Rentrée 2007
New York, quartier de Brooklyn, 1967 : le jazzman Tyrone Jackson, dit Ekundayo, est assassiné en pleine rue. Mais ce n’est que le début d’une série de meurtres visant tous des jazzmen afro-américains. En plein black power, après les assassinats du révérend King et de Malcolm X, nul doute qu’il s’agit de crimes racistes tous commis par un seul et même homme, surnommé "Le fils de Whiteman". Tous étaient des adeptes de la New Thing, un mouvement de free-jazz initié par John Coltrane.

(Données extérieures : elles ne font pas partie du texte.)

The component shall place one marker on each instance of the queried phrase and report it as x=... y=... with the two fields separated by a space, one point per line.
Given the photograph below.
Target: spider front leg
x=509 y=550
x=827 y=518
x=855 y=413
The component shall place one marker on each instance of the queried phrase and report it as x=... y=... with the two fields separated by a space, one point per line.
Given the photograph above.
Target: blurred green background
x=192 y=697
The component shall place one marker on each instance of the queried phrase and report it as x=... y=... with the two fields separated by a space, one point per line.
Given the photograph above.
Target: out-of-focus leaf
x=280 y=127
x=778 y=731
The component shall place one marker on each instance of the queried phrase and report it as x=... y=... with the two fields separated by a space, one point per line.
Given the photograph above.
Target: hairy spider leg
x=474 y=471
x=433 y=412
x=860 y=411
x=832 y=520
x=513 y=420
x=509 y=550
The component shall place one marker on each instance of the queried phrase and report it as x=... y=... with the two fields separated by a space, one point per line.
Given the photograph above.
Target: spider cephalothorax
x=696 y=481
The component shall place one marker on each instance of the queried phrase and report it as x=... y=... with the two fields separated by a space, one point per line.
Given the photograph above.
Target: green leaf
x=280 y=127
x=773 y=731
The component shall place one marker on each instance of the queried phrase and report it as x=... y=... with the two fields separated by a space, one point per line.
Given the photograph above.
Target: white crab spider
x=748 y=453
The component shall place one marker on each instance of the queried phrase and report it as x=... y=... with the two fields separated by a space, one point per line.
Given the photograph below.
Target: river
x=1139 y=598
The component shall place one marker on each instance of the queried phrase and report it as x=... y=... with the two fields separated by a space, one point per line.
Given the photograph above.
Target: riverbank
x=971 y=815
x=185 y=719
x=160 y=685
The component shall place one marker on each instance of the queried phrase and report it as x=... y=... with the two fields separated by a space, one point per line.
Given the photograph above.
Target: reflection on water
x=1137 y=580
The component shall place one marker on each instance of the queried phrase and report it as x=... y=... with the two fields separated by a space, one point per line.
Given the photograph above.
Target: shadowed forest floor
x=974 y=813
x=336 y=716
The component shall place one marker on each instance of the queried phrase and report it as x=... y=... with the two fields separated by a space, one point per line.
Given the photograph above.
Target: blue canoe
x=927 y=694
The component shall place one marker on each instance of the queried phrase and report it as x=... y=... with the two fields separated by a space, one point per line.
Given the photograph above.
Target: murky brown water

À l’époque, la jeune journaliste Sonia Langmut enquête sur ces meurtres, enregistrant sur bandes les interviews réalisées de témoins, de futures victimes, de membres de la communauté du jazz et même du présumé assassin. Sonia Langmut disparaîtra quelques semaines plus tard sans laisser d’autres traces que ses enregistrements et quelques carnets laissant la part belle au mystère. Quarante ans plus tard, plusieurs personnes, elles aussi contemporaines des meurtres de 1967, racontent leur vie à cette époque, leur rencontre avec Sonia Langmut et reprennent l’enquête du premier au dernier meurtre, nous divulguant petit à petit le fil de l’histoire.
Plus que le récit de ces témoins et les révélations progressives sur le tueur de ces jazzmen noirs, New Thing est une véritable peinture de l’Amérique des années 50-60 et des mouvements divers qui ont secoué la société en exprimant les revendications des Afro-Américains et leur aspiration à une juste émancipation. Les Black Panthers, les discours de Martin Luther King ou de Malcolm X, les marches qui ont envahi le pays pour réclamer l’égalité des droits, les premiers mariages mixtes, les crimes racistes, la mère Afrique, la vie new yorkaise, les grands meneurs... Tout y passe, nous livrant ici plus qu’une simple histoire mais plutôt un livre d’Histoire sur de fond de musique jazzy.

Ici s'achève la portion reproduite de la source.